Create values-prod.yaml:

cat > values-prod.yaml << 'EOF'
replicaCount: 2

image:
  repository: nginxinc/nginx-unprivileged
  tag: "1.28.0-alpine3.21-perl"

service:
  type: NodePort

resources:
  limits:
    cpu: 150m
    memory: 200Mi
  requests:
    cpu: 75m
    memory: 100Mi
EOF
# Deploy production configuration (layer prod values on top of the nginxinc base)
helm upgrade my-nginx ./demo-app -f demo-app/values-nginxinc.yaml -f values-prod.yaml -n "$NS"

# Verify configuration
kubectl get pods -n "$NS"
kubectl describe pod -l app.kubernetes.io/name=demo-app -n "$NS" | grep -A5 "Limits\|Requests"

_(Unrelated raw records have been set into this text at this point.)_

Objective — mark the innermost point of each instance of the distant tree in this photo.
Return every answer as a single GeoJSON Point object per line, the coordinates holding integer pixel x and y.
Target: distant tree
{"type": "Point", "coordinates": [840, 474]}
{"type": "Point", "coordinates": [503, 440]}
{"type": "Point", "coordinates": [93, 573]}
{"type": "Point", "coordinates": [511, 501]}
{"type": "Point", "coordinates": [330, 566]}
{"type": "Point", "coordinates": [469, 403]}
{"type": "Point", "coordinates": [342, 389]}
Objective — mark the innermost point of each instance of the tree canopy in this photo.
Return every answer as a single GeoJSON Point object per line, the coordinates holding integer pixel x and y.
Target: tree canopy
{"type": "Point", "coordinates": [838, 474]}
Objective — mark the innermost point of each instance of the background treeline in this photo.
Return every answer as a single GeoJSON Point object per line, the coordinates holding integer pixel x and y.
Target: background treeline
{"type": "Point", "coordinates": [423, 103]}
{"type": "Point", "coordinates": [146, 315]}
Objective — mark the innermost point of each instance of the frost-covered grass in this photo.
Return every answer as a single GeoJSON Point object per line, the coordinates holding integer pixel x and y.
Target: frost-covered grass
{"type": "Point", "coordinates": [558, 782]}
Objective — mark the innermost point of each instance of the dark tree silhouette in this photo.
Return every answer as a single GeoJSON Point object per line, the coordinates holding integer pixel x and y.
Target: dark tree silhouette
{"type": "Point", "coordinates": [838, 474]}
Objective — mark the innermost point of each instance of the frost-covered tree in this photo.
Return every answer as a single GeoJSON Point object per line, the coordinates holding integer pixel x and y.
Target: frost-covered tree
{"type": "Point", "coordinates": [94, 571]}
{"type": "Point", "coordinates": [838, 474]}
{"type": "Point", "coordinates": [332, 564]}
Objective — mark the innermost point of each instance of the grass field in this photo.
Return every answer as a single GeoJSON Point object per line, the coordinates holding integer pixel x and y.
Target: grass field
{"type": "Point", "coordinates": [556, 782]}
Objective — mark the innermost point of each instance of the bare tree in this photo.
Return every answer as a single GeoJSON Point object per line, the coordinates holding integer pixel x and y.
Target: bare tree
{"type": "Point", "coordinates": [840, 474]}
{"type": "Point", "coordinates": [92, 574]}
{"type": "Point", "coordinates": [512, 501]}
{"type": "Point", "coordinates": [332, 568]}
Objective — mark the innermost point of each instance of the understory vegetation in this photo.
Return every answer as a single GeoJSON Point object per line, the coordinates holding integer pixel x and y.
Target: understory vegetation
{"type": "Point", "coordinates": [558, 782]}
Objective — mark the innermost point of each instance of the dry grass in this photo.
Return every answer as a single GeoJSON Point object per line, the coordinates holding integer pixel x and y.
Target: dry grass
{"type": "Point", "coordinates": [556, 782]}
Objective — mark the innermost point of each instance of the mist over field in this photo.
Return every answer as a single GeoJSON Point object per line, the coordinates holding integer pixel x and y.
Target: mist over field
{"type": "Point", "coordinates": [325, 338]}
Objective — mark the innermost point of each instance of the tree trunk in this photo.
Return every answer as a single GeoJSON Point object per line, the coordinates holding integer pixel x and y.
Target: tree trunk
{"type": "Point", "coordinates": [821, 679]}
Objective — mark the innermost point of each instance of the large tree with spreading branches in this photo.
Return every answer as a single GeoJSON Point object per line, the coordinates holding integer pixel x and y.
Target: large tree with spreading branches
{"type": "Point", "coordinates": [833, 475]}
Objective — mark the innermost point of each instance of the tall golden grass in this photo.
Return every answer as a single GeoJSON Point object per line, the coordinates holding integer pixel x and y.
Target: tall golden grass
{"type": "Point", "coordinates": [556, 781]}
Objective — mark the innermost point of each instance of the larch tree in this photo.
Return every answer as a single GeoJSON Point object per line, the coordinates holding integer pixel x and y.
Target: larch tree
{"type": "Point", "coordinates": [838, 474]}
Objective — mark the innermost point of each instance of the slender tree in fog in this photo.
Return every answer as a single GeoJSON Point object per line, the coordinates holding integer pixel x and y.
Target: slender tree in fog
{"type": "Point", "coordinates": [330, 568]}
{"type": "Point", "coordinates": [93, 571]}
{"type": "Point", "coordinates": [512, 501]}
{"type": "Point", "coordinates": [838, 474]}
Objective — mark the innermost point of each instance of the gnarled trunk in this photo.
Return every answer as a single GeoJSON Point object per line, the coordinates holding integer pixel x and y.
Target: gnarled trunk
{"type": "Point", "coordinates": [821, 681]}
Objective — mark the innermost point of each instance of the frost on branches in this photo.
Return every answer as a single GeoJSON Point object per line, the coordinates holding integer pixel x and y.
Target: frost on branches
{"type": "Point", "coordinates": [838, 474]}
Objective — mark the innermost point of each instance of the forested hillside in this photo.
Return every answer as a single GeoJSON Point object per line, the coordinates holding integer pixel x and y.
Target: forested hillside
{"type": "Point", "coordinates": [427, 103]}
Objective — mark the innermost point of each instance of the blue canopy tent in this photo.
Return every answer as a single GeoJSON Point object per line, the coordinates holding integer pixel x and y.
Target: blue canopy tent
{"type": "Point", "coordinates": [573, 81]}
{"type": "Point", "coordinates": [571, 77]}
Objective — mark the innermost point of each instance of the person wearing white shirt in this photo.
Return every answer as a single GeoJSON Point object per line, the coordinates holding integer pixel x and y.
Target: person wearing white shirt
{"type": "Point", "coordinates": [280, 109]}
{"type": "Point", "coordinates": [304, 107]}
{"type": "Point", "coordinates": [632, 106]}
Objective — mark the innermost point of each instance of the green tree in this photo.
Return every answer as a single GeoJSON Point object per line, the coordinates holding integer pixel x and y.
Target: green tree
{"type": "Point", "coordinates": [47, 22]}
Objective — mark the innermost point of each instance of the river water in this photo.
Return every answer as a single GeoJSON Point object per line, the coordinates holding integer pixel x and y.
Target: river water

Step 7: Validate and inspect

# Check current values
helm get values my-nginx -n "$NS"

# List releases
helm list -n "$NS"

# View generated manifests
helm template my-nginx ./demo-app -f demo-app/values-nginxinc.yaml -f values-prod.yaml | grep -A10 "kind: Deployment"

# Check resource usage
kubectl top pods -n "$NS" || echo "Metrics server not available"

Step 8: Cleanup

# Remove the release
helm uninstall my-nginx -n "$NS"

# Verify cleanup
kubectl get all -n "$NS"
helm list -n "$NS"

# Remove your namespace
kubectl delete namespace "$NS"

Key Takeaways

In this 10-15 minute lab, you learned:

  1. Templates vs Values: Inspected templates/service.yaml to see how Helm renders templates using values
  2. Secure Image: Used the non-root nginxinc/nginx-unprivileged instead of standard nginx for better security
  3. Resource Management: Configured CPU and memory limits/requests for efficient resource usage
  4. Override Files: Kept the chart defaults untouched and layered values-nginxinc.yaml / values-prod.yaml for maintainable, upgrade-friendly configuration
  5. Helm CLI: Used --set flags for quick configuration changes
  6. Validation: Inspected generated manifests and applied resources

Essential Commands Reference

# Quick deployment
helm install <release> <chart> --set key=value
helm upgrade <release> <chart> -f values.yaml

# Inspection
helm get values <release>
helm template <release> <chart>

# Management
helm list
helm uninstall <release>

This streamlined lab demonstrates practical Helm usage with security best practices and resource management in a time-efficient manner.